Teacher brings classroom and personalized learning to life

January 19, 2017

In a galaxy not so far away, there exists a world where science fiction books are banned and proficiencies are virtually impossible to obtain. Created by Westside teacher Andrew Easton for his English 9 honors students, this world is part of a game played during the class’ science fiction unit. The game will take place during the entirety of the unit, which started after Thanksgiving break and ends Dec. 19.

Easton was first inspired to create this while at an ISTE (International Society for Technology in Education) conference over the summer.

“I was talking to an individual named Steven Isaacs [who] got me in touch with Mr. Paul Darvasi, who teaches in Ontario,” Easton said. “I first read Paul’s work on his blog, and I created my own variation inspired by what he had done. Paul’s narrative mirrored the narrative of the novel his students were reading at the time.”

There were, however, some major differences between the two.

“We’re doing a choice novel unit, so since there’s not one central storyline, I had to create the whole story [for the game],” Easton said. “I started in a place where I was like ‘Okay, we’re going through sci-fi, so we’re going to create a dystopian setting, and I want it to be immersive,’ [where] the kids would play out a role in whatever’s going on.”

The game, called “The Eastside Awakening,” immerses students in a fictitious world where they attend a school called Eastside High School. Westside theater teacher Jeremy Stoll plays the part of the dystopian principal, Jeremiah Stollin. The principal is drilling his students with test after test so they can be proficient on the exam that decides how much funding the school receives.
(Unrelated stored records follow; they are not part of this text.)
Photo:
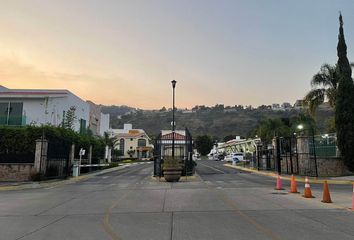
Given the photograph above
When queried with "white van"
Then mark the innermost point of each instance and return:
(234, 157)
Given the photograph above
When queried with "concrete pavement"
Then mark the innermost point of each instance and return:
(222, 203)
“By putting students in situations it causes them to engage in the content in a way that’s pretty real,” Easton said. “What I was hoping to create with this was a chance for them to experience a dystopian setting, which is in all their sci-fi books.”
At Eastside High School, there is also a group that is in opposition to this approach to education, called “the Awakening.”
“There’s this ‘Awakening’ that happens [at Eastside], where you join a cult[…]against taking these tests,” freshmen Kelly Kroeger and Emma Rieser said. “Then we get books that are banned because we joined the cult. You have secret missions. One is to hold a secret meeting, which is kind of like a practice graded discussion with other people that are reading the book.”
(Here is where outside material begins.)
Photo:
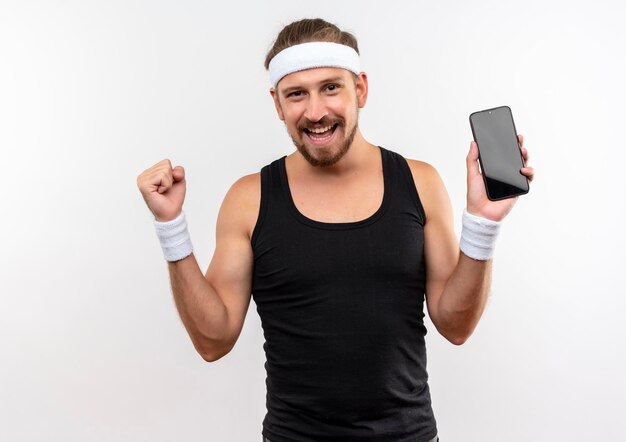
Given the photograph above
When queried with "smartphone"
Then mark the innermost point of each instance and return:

At the start of every class, the students watch a video featuring Mr. Stollin that furthers the narrative of the game and sometimes also provides a clue for a mission.

“One of their missions is to graffiti on the walls of Eastside,” Easton said. “The theater department donated panels to us and the art club painted them and the students right now during class will go up and write quotes from their books on the ‘walls.’”
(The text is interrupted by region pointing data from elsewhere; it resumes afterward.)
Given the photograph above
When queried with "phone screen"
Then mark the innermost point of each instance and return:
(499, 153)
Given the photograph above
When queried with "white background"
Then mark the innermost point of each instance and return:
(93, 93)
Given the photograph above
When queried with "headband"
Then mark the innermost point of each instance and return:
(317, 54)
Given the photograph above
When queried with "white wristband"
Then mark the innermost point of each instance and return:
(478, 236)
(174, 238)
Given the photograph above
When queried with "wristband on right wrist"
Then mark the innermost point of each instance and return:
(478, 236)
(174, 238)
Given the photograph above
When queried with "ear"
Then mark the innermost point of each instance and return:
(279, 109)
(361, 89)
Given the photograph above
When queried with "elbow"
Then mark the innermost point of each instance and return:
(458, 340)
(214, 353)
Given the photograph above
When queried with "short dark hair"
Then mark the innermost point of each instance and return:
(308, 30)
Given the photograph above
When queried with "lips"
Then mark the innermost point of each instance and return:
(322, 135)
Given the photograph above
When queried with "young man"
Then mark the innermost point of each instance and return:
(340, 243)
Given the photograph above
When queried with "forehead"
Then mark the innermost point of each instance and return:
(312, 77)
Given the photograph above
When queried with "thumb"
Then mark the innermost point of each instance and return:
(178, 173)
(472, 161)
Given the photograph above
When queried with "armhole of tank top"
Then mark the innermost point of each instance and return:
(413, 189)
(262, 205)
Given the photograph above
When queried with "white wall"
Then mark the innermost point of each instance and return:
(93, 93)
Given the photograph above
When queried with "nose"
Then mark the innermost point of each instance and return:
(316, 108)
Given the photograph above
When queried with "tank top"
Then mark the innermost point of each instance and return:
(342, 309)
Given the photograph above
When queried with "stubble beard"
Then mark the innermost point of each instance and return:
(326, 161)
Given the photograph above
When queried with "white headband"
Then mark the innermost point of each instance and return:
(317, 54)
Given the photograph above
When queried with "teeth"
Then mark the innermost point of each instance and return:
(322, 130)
Once the students have completed a mission, they email the leader of the Awakening, “Myster E,” played by Easton. For the game, each “teacher” has their own email that the students can send and receive emails from.

“When they finish the assignments, they email me and then I send them clues,” Easton said. “There’s a really big real-world element to all of this because there’s clues that have been in this building since August.”

Each clue leads to another and the end goal is to be able to completely fill out a hall pass, which the students received when they got their book.

“You have to unlock something at the end, which is what the hall pass is for,” Rieser said. “After you complete each mission, you get a clue to what you put in the hall pass.”

However, the students need to do a lot of work and preparation before the mysterious pass can be filled out.

“Wherever they need to go, there’s something that they need to do there,” Easton said. “There’s a lot of different things that they’re going to have to have figured out by the time they get there too. Otherwise, they’ll run into things that stop them.”

Easton hopes to incorporate this new approach to learning into other units as well. However, it might not be until next year that this way of teaching surfaces again.

“I don’t think I’ll be able to do it again this year because I have been working on this since June,” Easton said. “It took more of wrapping my mind around how to set all of it up than anything else. The actual setting up of it has gone quick. It’s been fun.”

When posed with the possible opportunity for another unit with a similar setup to this, Kroeger was all in for it as well.

“If that was a possibility, I would definitely [participate],” Kroeger said. “I [like this type of learning] because it’s fun to put yourself in a simulated world and it encourages you to work harder to complete the missions and to complete them well.”

Although “The Eastside Awakening” is a game with missions, it is by no means a competitive game.

“There’s not really an overall winner, it’s not a game in the sense that someone’s going to become champion,” Easton said. “Myster E is just prompting them to be free-thinking individuals, to be people who value literature, a conversation, [and] who aren’t going to buy into the standardized approach to education.”